Coco Villa
During their residency, in collaboration with EC and REVOLVE, Coco worked on How To Turn Poison into a Meal, and specifically the films and performances accompanying the exhibition which opened at the YMI Cultural Center shortly after their residency ended. Documentation about the process may be viewed by clicking the posts below.
Coco Villa is an Afro-Colombian interdisciplinary artist. Villa was born in New York and raised throughout the United States, South America, and the Caribbean. She grew up dancing salsa, merengue, and cumbia, and started sewing as a child under the influence of her grandmother, a wedding dress designer at the time, and her mother, who worked in upholstery and furniture design. In her late teens, she began to explore modern dance and performance art, and experimenting with film photography and self portraiture.
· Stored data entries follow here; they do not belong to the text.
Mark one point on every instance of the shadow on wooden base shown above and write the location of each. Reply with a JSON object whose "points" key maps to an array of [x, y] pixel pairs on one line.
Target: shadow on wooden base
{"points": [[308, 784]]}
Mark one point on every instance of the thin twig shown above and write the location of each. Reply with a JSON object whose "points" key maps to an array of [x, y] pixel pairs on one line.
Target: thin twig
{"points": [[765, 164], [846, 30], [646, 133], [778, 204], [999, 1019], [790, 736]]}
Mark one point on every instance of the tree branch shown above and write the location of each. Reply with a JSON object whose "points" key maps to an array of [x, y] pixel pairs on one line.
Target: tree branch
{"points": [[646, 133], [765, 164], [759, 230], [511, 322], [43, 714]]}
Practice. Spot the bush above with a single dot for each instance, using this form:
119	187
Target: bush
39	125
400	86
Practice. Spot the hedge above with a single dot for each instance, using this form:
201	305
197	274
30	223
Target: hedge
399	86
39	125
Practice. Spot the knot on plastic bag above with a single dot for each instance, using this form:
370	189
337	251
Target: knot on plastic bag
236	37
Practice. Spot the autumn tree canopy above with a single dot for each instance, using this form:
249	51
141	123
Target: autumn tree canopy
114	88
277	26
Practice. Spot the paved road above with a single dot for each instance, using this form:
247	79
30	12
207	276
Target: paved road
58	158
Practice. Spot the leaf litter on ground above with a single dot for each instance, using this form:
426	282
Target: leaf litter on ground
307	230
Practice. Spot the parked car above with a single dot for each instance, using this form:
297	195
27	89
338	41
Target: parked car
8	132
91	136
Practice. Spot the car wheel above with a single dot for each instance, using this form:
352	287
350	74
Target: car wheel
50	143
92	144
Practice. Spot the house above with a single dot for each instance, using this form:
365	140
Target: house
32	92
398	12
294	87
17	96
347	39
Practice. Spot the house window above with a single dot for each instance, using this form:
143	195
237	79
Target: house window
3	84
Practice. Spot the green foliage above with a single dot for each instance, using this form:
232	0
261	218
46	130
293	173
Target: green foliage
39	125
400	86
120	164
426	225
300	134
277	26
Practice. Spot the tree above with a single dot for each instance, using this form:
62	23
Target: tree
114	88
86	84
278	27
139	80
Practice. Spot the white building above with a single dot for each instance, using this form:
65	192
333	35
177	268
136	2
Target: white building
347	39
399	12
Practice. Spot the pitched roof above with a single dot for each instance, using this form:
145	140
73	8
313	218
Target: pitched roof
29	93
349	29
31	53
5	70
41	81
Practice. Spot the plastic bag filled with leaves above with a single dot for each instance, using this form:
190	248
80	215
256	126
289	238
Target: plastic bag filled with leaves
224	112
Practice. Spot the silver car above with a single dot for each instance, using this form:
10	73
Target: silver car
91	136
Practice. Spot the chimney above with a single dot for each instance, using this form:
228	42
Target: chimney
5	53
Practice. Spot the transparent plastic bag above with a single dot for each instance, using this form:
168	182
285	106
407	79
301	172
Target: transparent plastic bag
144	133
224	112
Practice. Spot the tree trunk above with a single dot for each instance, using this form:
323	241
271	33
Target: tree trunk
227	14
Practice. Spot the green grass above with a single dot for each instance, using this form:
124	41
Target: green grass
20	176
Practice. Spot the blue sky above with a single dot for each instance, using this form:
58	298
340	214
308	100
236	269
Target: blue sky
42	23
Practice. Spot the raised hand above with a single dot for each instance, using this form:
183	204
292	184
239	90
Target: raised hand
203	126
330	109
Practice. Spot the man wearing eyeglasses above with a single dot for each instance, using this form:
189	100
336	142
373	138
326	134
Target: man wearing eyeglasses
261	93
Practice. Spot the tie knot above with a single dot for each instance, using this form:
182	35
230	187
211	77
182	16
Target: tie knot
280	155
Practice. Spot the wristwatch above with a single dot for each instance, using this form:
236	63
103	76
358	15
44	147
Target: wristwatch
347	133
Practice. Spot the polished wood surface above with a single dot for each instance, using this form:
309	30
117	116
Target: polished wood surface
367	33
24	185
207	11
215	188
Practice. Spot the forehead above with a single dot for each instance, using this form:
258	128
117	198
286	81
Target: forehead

Coco Villa attended The Art Institute of Boston at Lesley University in 2012 and continued her multimedia studies through apprenticeships, residencies, and fellowships in New York, Colombia, Spain, and Germany.
Coco Villa’s work integrates her exploration of identity, gender, culture, and history through sustainable fashion design, photography, film, and dance, often using herself as subject.
Villa’s choreography and performance with her textiles as both object and performing cloth is simultaneously playful and immemorial.
Her works have been included in numerous exhibitions both nationally and internationally.